EL RIO Y EL TUNEL Por muchas plazas que tenga Paraná, ninguna puede rivalizar con el imponente Parque Urquiza, que se extiende en el noroeste de la ciudad sobre 44 hectáreas, a orillas del río.

El parque existe sobre terrenos que pertenecieron a Justo José de Urquiza y fue diseñado por Charlos Thays. La forestación, encargada al jardinero Julio Kumagae, incluye laureles, lapachos, jacarandás, palos borrachos, aromos, ceibos, cedros, cipreses y otras especies, además de un precioso rosedal situado en la parte superior. Sus tres niveles –la Costanera Alta, Media y Baja– están conectados por senderos, callecitas y escaleras: si en la parte más baja está la calle paralela al río que los paranaenses prefieren para caminatas y paseos, en la parte media hay un anfiteatro y la parte alta funciona como un precioso mirador situado como “balcón” sobre la barranca. Aquí está el monumento al General Urquiza, uno de los más emblemáticos de Paraná.

Desde el Parque Urquiza el río Paraná se adueña del paisaje. “Un nombre –cuenta Natalia Manfredi– que significa ‘aguas grandes coronadas de plumas coloridas’ en guaraní. Hoy resulta tal vez inexplicable, pero en la época en que llegaron los primeros españoles había en las barrancas del río criaderos naturales de guacamayos, es decir, las plumas coloridas que los aborígenes evocan en esa palabra.” Estamos bajando hacia el río mientras nuestra guía cuenta también la historia del túnel subfluvial, realizado por la empresa alemana Hochtief: “Una historia singular, ya que la solución natural hubiera sido un puente. Pero como la decisión debía ser tomada por un reticente Estado nacional, que tiene jurisdicción sobre los ríos, las provincias tomaron la iniciativa y eligieron la solución del túnel. Las obras empezaron en 1961 y duraron ocho años, hasta la inauguración en 1969”. El túnel subfluvial tiene casi tres kilómetros de largo, más las zonas de acceso y convergencia, construidos gracias al ensamble de cilindros enterrados en el lecho del río, a varios metros de profundidad. “La gran inundación de 1982 hizo ‘mover’ el túnel, de modo que se llamó nuevamente a la empresa constructora, que instaló una suerte de ‘raviolera’ de cemento sobre los cilindros, fijándolos nuevamente”, explica Natalia gráficamente.

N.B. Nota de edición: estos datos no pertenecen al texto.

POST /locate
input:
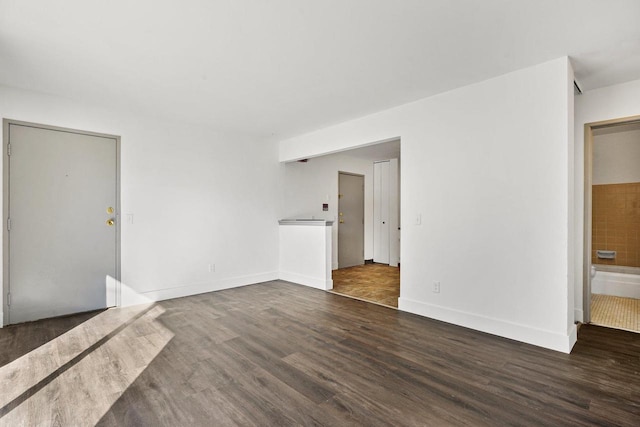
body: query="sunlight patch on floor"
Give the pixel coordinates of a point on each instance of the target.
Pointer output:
(615, 312)
(111, 349)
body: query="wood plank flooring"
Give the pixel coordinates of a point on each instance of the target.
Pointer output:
(377, 283)
(279, 354)
(615, 312)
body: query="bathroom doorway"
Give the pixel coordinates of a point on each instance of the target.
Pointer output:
(612, 224)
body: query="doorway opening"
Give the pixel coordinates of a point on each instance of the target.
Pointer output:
(61, 243)
(377, 277)
(612, 220)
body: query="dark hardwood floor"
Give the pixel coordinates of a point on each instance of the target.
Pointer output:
(282, 354)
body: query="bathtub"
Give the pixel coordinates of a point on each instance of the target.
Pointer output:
(616, 281)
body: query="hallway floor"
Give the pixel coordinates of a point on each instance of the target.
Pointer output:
(615, 312)
(377, 283)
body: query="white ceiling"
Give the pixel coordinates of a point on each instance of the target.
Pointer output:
(381, 151)
(284, 67)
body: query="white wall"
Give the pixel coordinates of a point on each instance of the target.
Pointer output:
(616, 157)
(306, 186)
(612, 102)
(197, 197)
(488, 169)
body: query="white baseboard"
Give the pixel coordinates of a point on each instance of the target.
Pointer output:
(132, 297)
(300, 279)
(514, 331)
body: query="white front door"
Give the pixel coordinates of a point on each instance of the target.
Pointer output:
(62, 209)
(381, 214)
(351, 220)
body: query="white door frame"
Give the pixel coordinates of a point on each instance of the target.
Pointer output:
(364, 180)
(6, 286)
(588, 215)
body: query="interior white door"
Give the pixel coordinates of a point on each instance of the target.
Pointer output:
(381, 212)
(62, 210)
(350, 220)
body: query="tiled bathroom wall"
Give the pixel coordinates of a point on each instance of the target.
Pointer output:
(616, 223)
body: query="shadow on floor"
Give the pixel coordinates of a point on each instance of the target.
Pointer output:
(18, 340)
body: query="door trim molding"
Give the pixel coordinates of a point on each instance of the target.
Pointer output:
(6, 286)
(587, 214)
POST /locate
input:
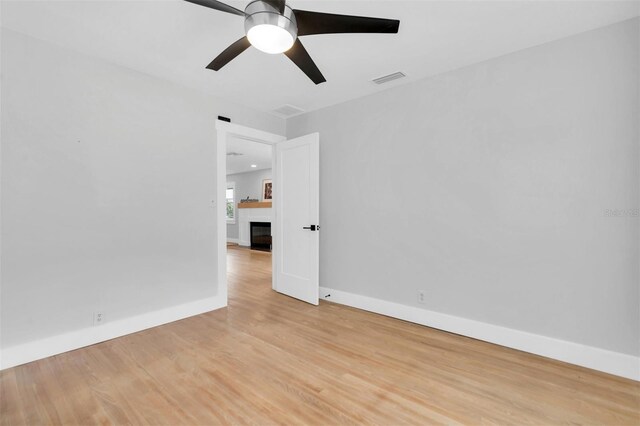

Mientras tanto, ya estamos embarcando para dar un paseo en lancha por el río, bordeando la costanera de Paraná y pasando por el Puerto Nuevo –una zona de boliches y vida nocturna– donde antes estaba la balsa que transportaba los vehículos para cruzar el río, antes de la construcción del túnel. A un lado queda la silueta de la ciudad; al otro el islote Curupí, que se formó hace unos 70 años, al hundirse expresamente un barco con intención de generar un banco de arena y así proteger la costa de la erosión. Aquí el río, caudaloso e impresionante, tiene unos 5000 metros de ancho, que se reducen a unos 2900 a la altura del túnel. La lancha pasa por el canal secundario, donde no pueden pasar los barcos grandes, que quedan necesariamente del otro lado. A lo lejos, una embarcación blanca con una draga realiza trabajos de refulado, es decir, saca arena del fondo y la traslada a la playa Thompson para ampliarla. Mientras tanto Ricardo, que conduce la embarcación, conversa y explica técnicas de pesca a un grupo de uruguayos de Tacuarembó que vinieron a Paraná para un encuentro deportivo. Y mientras pasamos frente a Puerto Sánchez, un barrio de pescadores cercano, señala el punto justo donde se organiza la célebre Maratón de Hernandarias, la carrera de natación más larga del mundo, con 88 kilómetros de extensión. Muchos de los nadadores extranjeros que llegan hasta aquí para participar en la competencia se enamoran del Paraná, “el río color chocolate”, como le dicen por el color amarronado que toman sus aguas al cruzarse con las del Bermejo. Mientras tanto, nuestra lancha llega hasta la barranca de la Toma Vieja, da media vuelta y vuelve a poner proa hacia Paraná y su hilera de edificios junto a la ribera que, con el atardecer ya avanzado, se vuelven apenas una silueta negra contra el disco naranja, el mejor final para una tarde con historia y río.